One way it’s being done by David Ahearn, a professor of religion and philosophy at LaGrange College in Georgia, is by leading students in Reacting to the Past games. Developed at Barnard College in New York, the game allows players to debate each side of a historical conflict, from the American Revolution to the struggle against South African apartheid.
“They come to understand the conflicts of interest involved,” Dr. Ahearn said in a panel discussion. “They also see that when peace does come, it’s hard-won and something of a miracle.” The teacher lets the game unfold as it will and helps students “unpack” the experience when it’s all over. “If a student spends three months in the role of a racist, they can actually begin to sympathize,” Dr. Ahearn said. “That’s a danger, but also an opportunity for people to get out of their skin and into the skin of another.”
Ms. Bernard at Oklahoma City University agreed that seeing the world through another person’s eyes is often risky, and sometimes even painful.
“But isn’t it wonderful to know,” she said, “that people make decisions about what to believe based on the people they connect with? “Focus on the connections we and our students can make, to bring an ever-widening sense of humanity to the world. Violence doesn’t have to have the last word.”
The Rev. David Rowe, president of UM-related Centenary College in Shreveport, La., said that he recently launched the Methodist Global Ethics Initiative to help network more than 700 Methodist schools in promoting peace, social justice and environmental sustainability.

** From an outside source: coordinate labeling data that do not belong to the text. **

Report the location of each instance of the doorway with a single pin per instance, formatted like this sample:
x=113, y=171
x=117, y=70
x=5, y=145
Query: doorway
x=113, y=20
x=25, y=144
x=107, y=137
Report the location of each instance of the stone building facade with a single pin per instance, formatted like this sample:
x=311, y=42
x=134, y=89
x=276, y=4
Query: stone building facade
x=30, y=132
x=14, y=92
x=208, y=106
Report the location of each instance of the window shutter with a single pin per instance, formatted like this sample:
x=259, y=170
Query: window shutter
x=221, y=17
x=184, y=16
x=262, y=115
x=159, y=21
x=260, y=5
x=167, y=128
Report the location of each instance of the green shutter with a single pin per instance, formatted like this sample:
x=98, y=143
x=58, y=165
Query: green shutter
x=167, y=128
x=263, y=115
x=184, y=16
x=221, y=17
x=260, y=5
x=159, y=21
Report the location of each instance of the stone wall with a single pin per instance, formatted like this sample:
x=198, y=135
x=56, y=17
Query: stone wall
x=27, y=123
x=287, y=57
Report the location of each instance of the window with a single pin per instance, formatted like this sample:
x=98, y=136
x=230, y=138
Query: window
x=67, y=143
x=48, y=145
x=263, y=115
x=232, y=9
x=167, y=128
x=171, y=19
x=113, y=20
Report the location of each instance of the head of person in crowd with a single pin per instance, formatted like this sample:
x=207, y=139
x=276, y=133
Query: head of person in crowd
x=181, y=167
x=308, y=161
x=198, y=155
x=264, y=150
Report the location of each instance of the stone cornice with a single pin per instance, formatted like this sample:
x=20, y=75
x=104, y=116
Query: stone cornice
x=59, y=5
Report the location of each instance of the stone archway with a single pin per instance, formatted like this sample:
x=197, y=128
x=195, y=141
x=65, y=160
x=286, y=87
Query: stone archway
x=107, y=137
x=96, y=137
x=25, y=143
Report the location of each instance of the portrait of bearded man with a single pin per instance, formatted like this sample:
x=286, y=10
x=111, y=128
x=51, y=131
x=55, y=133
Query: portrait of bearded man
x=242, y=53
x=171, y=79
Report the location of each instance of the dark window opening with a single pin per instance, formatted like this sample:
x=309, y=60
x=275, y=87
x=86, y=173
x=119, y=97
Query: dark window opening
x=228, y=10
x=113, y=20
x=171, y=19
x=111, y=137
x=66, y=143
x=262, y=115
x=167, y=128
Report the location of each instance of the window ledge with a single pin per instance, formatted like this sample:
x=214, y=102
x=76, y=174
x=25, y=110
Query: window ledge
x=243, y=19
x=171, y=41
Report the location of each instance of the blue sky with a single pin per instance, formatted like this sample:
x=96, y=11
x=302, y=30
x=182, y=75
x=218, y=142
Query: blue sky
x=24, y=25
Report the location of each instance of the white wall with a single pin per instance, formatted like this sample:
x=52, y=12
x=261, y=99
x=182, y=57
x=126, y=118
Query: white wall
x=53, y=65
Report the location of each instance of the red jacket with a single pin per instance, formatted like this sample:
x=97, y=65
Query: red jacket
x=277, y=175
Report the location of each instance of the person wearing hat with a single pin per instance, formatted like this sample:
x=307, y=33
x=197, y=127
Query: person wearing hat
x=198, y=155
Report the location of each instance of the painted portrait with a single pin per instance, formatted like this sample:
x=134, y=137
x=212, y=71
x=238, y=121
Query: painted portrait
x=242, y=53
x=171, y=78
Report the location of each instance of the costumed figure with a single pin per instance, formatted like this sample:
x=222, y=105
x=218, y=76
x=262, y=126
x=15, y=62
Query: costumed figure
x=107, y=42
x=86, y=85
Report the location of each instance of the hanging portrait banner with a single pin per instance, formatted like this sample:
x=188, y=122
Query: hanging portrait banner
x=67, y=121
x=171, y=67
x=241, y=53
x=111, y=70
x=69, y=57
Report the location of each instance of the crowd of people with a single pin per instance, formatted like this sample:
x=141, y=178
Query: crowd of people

“We can be stronger together than we are alone,” Dr. Rowe said. “We’ve got to stop replicating the same programs, at institutions that are only 150 miles away from each other.”
Faculty at six schools in Brazil, Japan and the U.S. joined the network in March, taking a three-week online course on global challenges that was developed by Dr. Rowe, using research from the New York Times and the Center for Strategic and International Studies (CSIS), a bi-partisan think tank in Washington, D.C.
Small groups at the conference discussed ways to involve more colleges and universities in the network. Possibilities include student-exchange programs and online, international chats about war, poverty, the global economy or climate change.